Technology

Web in Travel: Klook laying the ground work for global growth

Posted by Lee Hayhurst on
Web in Travel: Klook laying the ground work for global growth

For Klook, the fast-growing tours and activities app growth beyond its South East Asian home is all about how it can offer users the most relevant product and best experiences possible.

Having achieved a valuation of $1 billion after raising $425 million in Series D funding, including $250 million from Softbank’s Vision Fund, the brand has plenty of people betting big on its future.

Speaking to Travolution at last week’s Web in Travel conference in Singapore, chief commercial officer Wilfred Fan, says growth is being driven by an offline ‘boots on the ground’ approach.

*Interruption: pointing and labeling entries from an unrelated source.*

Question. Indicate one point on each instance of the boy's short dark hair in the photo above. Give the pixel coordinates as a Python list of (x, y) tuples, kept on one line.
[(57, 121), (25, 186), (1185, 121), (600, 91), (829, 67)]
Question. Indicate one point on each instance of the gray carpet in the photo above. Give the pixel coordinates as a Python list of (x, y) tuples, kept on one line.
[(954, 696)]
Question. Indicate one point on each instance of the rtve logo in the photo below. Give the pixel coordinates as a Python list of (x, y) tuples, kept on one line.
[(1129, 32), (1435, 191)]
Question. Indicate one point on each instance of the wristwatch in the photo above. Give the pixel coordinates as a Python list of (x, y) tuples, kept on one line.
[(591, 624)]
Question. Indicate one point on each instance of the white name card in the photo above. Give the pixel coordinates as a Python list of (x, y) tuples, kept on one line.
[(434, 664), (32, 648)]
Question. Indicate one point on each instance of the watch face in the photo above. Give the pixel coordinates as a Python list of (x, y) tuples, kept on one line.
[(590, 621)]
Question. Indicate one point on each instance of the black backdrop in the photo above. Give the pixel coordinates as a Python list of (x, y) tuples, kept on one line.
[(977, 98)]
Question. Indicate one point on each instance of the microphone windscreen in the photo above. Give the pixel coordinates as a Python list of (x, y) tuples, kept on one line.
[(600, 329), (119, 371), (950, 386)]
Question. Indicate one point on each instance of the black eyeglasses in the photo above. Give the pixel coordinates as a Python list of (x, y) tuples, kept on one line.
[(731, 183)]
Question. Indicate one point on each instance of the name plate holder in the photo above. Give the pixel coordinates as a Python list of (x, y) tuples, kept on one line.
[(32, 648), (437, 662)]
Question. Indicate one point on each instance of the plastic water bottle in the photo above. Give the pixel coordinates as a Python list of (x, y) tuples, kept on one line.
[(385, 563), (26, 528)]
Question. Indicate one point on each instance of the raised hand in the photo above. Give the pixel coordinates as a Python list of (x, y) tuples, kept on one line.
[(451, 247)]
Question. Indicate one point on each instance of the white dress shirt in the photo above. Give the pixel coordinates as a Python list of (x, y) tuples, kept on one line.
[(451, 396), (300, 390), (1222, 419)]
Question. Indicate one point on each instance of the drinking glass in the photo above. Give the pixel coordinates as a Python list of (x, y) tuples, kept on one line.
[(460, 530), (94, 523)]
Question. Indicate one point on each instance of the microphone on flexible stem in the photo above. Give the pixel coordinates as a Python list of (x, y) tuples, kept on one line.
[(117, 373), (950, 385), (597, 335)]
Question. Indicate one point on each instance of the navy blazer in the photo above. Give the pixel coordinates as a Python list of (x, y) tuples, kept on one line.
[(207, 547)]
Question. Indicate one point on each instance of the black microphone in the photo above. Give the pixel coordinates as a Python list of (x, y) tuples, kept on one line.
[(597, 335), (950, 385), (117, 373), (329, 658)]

Hong Kong-based Klook employs over 100 people sourcing product in what is travel’s one remaining unaggregated market consisting of hundreds of thousands of local businesses providing experiences.

“This is a very human touch business,” says Fan, “doing things by email does not really cut it. We go to the source, to the people managing the tour guides. We don’t want to go through an aggregator.”

Since being founded in 2014, Klook has built its business offering product to outbound Chinese travellers but as its reach in destination markets grows it can start targeting the outbound market.

In countries where it Klook is heavily embedded the app aims to a provide seamless in-destination experience for its users whether they are booking a train journey or tickets for a theme park.

“Our ambition is really when someone thinks about travel, they come to us as a platform,” says Fan “We are constantly offering more and more services to see what’s important for our customers.”

An example of new product areas Klook has moved in to is restaurant table bookings which were added last year in select markets.

“Feedback has been really positive. Transaction growth has been impressive,” claims Fan.

Infrequent bookings for product like theme parks and tours are important, but it is by offering higher frequency sectors, like transport and dining, that Klook will become an essential brand for its users.

So, what is Klook’s main challenge when trying to find growth in new markets?

“Typically, it’s finding the right talent in each of the markets,” says Fan. “That’s the hard part in places like Cambodia that are emerging.

“We believe in local talent, but the talent pool in some markets is limited. We still need someone to be able to communicate in English to a certain fluency.

“And we need a certain understanding of ecommerce. That’s very hard to find in some developing markets.”

Klook hasn’t attracted the sort of investment, and accompanying digital unicorn status, it has by having the ambition to be the tours and activities category leader just in APAC.

With a large part of Asia covered on both the supply and demand sides, it announced its arrival in the European market last year with its first appearance at World Travel Market in London.

Fan said the UK is a key B-C market it believes it can target, not just from an inbound perspective but also outbound and it is working on ensuring it has the right product range available.

Asked when the UK consumers can expect to see a concerted push of the Klook brand, Fan said: “It really depends on when our product and service level is up there.

“UK consumers are not very forgiving. Once you do not deliver on what you promise you are out. With social media negative feedback spreads quickly.”

Fan said Klook is working on securing product in core outbound markets like Spain, Portugal and Turkey. It is getting “some traction” in the first two, but there remains work to do in Turkey.

Klook needs to have “reasonable coverage” and also to ensure that supply is instantly confirmable online and in the app, says Fan.

Currently, 90% of Klook’s product is instantly confirmable but it aims ultimately to get that up to 100%.

In non-core markets where Klook is unlikely to establish a presence for some time, it has a B2B strategy with a business development team pushing distribution through API connectivity.

Fan said the tours and activities sector is still “in its infancy” with the value of the online sector globally accounting for only around 4% of the total.

“There is a long way to go,” says Fan. “We have a pretty big team on the ground and all they are doing is talking to, emailing and faxing operators to confirm transactions.

“You have all these mom and pop tour guides doing everything they can with limited resources, we just have to bridge the gap.

“We have the economies of scale to service them and they get customer from around the world from us.”